III. FURTHER STUDIES ON THE PRODUCT AND ITS RELATION TO THE RIBOSOMAL SYSTEM FOR INCORPORATION

Kenhiko Momose 1 and Akira Kaji 1

From the 1 From the Department of Microbiology, School of Medicine, University of Pennsylvania, Philadelphia, Pennsylvania 19104

The soluble amino acid incorporation system from Escherichia coli was fractionated by density gradient centrifugation and was shown to contain aminoacyl soluble ribonucleic acid (S-RNA) transfer factor, aminoacyl S-RNA synthetase, and acceptor molecules which accept amino acids from aminoacyl S-RNA, but direct evidence that aminoacyl S-RNA transfer factor participates in the soluble system is still lacking. The acceptor molecules are shown to be present also on the ribosomes. Thus the 14C-leucine or 14C-phenylalanine-labeled product of the soluble system was identical with the major product of the ribosomal system obtained in the absence of added messenger RNA. The product of the soluble amino acid incorporation system was digested by trypsin and subjected to paper chromatography and paper electrophoresis. At least four different radioactive components were obtained by these procedures.

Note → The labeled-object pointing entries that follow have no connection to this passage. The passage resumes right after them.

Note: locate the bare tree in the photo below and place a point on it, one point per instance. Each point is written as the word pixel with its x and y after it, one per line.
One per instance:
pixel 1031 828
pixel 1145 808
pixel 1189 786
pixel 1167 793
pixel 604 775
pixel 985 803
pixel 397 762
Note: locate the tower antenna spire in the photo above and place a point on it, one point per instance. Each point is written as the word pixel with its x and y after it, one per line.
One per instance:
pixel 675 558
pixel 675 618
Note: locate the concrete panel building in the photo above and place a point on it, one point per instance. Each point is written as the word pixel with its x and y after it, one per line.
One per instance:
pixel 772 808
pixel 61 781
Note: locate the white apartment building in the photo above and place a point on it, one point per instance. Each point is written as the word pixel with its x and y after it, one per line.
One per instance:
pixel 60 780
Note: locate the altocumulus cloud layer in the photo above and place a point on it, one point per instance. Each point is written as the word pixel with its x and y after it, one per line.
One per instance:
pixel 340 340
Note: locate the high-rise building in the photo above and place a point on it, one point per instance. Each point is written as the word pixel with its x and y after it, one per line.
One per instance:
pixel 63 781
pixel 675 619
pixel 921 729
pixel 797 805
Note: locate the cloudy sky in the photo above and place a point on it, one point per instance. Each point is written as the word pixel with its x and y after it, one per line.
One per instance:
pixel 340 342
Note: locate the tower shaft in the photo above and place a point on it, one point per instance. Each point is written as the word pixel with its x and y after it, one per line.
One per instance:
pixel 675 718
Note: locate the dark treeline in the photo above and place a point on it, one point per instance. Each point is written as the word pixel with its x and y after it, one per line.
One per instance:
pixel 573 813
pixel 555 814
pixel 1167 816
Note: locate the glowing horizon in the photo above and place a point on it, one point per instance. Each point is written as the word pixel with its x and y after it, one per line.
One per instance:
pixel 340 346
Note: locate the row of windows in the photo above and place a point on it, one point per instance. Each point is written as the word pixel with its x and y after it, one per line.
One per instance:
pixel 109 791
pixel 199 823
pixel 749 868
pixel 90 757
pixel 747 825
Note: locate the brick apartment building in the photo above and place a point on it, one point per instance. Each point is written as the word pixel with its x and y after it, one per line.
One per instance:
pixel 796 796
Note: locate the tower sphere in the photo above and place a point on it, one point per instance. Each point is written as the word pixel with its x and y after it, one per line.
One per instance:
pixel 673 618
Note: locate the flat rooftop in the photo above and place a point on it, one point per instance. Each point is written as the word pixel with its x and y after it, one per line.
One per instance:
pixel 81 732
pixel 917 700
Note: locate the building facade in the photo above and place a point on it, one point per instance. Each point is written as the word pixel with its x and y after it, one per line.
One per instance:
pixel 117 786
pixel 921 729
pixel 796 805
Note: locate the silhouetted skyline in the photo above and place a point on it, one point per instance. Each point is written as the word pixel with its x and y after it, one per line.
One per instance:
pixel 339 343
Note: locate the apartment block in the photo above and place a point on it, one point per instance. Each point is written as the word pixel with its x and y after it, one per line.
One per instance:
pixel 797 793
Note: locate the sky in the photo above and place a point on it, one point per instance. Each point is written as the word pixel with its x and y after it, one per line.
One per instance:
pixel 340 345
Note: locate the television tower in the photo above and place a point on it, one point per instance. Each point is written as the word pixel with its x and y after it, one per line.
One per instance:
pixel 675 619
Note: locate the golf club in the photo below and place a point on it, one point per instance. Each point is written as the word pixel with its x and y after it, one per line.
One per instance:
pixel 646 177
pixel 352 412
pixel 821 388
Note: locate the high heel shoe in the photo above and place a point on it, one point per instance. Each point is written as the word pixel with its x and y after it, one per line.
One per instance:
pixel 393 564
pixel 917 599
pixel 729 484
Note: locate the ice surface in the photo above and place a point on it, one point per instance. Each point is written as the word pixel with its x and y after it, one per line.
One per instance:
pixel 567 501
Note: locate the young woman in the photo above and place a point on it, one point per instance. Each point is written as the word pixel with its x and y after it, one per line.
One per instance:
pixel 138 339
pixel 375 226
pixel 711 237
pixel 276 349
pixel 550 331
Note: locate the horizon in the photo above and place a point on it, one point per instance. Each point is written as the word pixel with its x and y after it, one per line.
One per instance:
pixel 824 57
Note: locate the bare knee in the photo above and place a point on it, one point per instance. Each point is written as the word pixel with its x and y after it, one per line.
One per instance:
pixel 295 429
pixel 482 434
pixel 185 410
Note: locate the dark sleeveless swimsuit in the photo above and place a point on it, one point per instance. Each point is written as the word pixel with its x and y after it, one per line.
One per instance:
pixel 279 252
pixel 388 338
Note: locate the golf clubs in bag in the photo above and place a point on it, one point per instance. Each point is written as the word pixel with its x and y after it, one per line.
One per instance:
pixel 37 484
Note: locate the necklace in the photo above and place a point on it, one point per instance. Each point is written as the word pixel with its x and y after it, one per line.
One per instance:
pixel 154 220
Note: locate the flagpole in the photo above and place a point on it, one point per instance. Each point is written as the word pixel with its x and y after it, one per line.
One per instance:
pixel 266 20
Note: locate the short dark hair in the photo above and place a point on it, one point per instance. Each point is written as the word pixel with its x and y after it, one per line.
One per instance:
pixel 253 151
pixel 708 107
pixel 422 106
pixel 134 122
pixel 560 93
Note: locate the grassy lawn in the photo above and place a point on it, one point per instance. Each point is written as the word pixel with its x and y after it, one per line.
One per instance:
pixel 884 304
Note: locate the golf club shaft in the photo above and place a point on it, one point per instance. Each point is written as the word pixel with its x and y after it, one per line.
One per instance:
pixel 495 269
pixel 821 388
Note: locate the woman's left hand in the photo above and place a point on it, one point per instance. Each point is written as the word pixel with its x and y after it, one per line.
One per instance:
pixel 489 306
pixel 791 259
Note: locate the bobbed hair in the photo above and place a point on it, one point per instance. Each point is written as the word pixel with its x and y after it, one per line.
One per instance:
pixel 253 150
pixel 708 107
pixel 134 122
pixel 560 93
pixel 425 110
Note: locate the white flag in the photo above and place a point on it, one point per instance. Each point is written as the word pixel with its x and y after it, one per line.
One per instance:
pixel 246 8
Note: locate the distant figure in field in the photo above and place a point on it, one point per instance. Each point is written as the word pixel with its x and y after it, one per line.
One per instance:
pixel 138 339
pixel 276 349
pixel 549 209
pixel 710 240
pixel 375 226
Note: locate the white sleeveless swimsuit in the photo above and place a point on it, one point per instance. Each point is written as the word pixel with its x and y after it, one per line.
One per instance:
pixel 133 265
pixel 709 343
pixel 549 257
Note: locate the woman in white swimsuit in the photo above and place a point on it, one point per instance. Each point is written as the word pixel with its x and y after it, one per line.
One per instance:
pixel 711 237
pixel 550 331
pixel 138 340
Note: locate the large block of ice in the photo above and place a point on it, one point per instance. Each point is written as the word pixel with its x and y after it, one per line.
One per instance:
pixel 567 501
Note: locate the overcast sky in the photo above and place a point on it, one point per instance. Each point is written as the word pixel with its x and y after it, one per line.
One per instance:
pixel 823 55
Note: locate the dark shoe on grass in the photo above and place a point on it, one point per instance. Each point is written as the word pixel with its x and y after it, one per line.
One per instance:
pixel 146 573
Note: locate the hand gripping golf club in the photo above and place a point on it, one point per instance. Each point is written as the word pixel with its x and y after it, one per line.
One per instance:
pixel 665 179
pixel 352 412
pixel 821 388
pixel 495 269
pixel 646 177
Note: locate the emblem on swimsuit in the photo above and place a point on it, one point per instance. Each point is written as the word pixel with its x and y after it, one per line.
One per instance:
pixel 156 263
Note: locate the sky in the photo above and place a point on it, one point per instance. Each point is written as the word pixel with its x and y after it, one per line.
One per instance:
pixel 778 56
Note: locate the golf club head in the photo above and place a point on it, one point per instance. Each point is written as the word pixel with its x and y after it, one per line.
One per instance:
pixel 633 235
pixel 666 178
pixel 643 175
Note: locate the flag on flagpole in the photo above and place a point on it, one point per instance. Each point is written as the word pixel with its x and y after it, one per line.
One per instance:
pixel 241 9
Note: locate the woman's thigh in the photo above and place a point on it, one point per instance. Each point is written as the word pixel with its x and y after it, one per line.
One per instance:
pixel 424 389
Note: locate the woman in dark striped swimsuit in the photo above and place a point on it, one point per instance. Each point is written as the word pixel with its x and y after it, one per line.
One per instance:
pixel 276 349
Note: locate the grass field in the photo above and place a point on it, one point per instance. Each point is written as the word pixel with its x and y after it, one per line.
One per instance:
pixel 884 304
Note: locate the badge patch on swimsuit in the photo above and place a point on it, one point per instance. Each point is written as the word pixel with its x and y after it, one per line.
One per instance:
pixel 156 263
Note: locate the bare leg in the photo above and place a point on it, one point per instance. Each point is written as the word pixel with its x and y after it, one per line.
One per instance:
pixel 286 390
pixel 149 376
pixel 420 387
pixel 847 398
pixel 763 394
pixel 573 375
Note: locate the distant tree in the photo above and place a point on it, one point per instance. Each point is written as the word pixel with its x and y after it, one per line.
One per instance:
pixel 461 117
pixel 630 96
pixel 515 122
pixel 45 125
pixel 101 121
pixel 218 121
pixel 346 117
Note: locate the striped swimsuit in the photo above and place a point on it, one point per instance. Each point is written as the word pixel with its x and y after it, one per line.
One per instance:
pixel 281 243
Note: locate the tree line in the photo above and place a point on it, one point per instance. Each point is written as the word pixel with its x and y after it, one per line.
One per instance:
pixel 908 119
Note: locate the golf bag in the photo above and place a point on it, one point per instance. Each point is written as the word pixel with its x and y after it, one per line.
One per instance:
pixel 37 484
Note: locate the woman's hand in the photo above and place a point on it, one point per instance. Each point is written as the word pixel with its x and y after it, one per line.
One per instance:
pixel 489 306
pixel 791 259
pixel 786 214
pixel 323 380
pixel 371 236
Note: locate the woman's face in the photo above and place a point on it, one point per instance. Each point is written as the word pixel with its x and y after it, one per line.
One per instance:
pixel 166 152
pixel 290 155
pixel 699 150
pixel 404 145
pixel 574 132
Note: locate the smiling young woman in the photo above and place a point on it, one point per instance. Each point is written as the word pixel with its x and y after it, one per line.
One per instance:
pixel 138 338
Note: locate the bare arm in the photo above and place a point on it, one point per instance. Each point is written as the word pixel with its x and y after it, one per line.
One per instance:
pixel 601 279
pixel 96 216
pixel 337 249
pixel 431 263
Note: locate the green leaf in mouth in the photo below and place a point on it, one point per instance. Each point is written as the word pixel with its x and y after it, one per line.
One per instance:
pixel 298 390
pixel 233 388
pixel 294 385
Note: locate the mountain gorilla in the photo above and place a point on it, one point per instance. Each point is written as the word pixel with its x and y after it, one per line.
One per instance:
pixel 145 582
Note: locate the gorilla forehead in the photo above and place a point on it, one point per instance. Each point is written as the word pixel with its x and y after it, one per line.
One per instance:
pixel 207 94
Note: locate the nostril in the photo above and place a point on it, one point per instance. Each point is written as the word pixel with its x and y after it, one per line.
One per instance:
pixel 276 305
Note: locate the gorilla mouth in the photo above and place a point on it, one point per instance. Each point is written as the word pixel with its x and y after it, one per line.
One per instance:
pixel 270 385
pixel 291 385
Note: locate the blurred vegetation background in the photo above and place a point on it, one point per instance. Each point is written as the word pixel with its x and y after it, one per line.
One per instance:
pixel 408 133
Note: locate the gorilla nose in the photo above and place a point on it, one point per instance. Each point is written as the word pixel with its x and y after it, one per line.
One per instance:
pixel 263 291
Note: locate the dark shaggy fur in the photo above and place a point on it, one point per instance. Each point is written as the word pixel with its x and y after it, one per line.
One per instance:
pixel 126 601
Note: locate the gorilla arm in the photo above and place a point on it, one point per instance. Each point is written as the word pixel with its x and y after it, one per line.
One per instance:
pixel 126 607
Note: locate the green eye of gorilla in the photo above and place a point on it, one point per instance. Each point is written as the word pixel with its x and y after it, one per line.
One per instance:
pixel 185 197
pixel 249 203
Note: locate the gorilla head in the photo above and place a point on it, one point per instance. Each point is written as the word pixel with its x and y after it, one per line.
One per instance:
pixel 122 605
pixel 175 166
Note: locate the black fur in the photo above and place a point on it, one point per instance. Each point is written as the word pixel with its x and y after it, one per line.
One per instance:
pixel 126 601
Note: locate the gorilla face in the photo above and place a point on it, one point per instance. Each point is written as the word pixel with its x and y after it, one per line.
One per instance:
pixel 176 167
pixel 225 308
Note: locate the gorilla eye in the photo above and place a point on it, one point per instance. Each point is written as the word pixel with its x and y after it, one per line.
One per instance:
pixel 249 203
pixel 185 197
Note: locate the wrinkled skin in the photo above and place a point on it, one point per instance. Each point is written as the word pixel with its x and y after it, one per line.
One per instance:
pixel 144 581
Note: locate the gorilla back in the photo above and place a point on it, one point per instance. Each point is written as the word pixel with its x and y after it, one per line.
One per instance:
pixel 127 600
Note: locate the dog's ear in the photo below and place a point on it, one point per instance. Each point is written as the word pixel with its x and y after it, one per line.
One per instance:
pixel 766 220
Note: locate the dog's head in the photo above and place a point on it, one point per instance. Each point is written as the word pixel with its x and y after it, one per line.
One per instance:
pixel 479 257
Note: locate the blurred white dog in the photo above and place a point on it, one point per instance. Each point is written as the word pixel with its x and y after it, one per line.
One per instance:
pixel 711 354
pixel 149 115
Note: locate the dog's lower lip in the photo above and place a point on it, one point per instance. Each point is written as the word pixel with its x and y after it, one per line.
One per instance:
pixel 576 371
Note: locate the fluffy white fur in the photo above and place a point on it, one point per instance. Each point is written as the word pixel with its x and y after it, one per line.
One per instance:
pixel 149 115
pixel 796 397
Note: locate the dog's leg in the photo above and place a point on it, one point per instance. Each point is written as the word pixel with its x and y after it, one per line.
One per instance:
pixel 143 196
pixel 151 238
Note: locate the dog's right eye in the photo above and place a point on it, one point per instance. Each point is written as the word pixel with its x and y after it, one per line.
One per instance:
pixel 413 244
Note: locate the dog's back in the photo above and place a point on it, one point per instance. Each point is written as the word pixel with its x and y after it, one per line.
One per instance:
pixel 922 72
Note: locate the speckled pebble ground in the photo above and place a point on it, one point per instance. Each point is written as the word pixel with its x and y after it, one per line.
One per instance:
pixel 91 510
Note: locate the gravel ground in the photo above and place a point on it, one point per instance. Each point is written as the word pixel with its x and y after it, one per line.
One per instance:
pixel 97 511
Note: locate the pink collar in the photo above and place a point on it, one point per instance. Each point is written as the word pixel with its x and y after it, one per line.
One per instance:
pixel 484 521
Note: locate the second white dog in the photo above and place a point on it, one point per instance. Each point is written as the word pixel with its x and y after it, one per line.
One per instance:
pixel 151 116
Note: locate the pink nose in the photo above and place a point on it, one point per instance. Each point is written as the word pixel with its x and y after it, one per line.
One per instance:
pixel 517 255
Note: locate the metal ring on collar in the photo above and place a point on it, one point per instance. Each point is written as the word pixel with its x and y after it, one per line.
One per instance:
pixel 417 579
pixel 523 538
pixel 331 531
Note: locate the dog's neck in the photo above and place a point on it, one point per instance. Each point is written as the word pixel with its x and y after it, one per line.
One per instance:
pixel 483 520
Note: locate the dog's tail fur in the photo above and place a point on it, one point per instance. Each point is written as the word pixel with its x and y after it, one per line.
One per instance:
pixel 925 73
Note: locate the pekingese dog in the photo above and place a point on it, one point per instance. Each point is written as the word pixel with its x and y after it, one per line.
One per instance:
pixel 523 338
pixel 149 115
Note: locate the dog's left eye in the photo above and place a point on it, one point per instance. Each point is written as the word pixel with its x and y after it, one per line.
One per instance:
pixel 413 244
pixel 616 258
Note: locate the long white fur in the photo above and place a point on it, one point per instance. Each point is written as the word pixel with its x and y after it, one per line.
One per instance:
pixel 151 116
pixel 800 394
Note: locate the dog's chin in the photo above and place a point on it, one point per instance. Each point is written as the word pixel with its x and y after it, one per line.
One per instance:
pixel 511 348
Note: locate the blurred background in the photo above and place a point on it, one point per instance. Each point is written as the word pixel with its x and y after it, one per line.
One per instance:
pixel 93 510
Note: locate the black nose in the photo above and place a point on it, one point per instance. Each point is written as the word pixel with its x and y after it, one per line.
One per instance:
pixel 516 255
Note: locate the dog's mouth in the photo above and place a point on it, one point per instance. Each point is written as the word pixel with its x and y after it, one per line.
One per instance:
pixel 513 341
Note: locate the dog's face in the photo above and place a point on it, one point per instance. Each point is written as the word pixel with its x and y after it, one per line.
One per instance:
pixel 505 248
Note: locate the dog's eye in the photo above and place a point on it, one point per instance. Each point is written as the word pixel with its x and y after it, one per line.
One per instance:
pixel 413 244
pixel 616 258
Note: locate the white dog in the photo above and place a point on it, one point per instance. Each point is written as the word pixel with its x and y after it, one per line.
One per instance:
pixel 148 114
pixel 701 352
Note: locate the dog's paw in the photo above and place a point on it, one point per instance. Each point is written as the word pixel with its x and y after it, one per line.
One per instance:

When 14C-leucine and 14C-phenylalanine are incorporated by the ribosomal system, without addition of messenger RNA, the major portion of the incorporated amino acids had free amino groups which were revealed by the dinitrofluoro-benzene technique for NH2-terminal analysis. This observation suggests that even with the conventional ribosomal system, if the incorporation was studied in the absence of added messenger, the major portion of 14C-leucine and 14C-phenylalanine incorporation is an addition of amino acid to the NH2 group of a preformed acceptor or to a lysine NH2 group in the internal linkage. This incorporation is tentatively called "NH2-group addition" to distinguish it from the usual incorporation representing a chain elongation through successive addition of amino acid at the COOH-terminal end. The NH2 group addition involving ribosomes is dependent on aminoacyl S-RNA, soluble enzymes, and the acceptor substance on ribosomes. It was sensitive to RNase and puromycin but was not dependent on added guanosine triphosphate or messenger RNA. Some release of radioactive product takes place from the ribosomes during the incorporation reaction.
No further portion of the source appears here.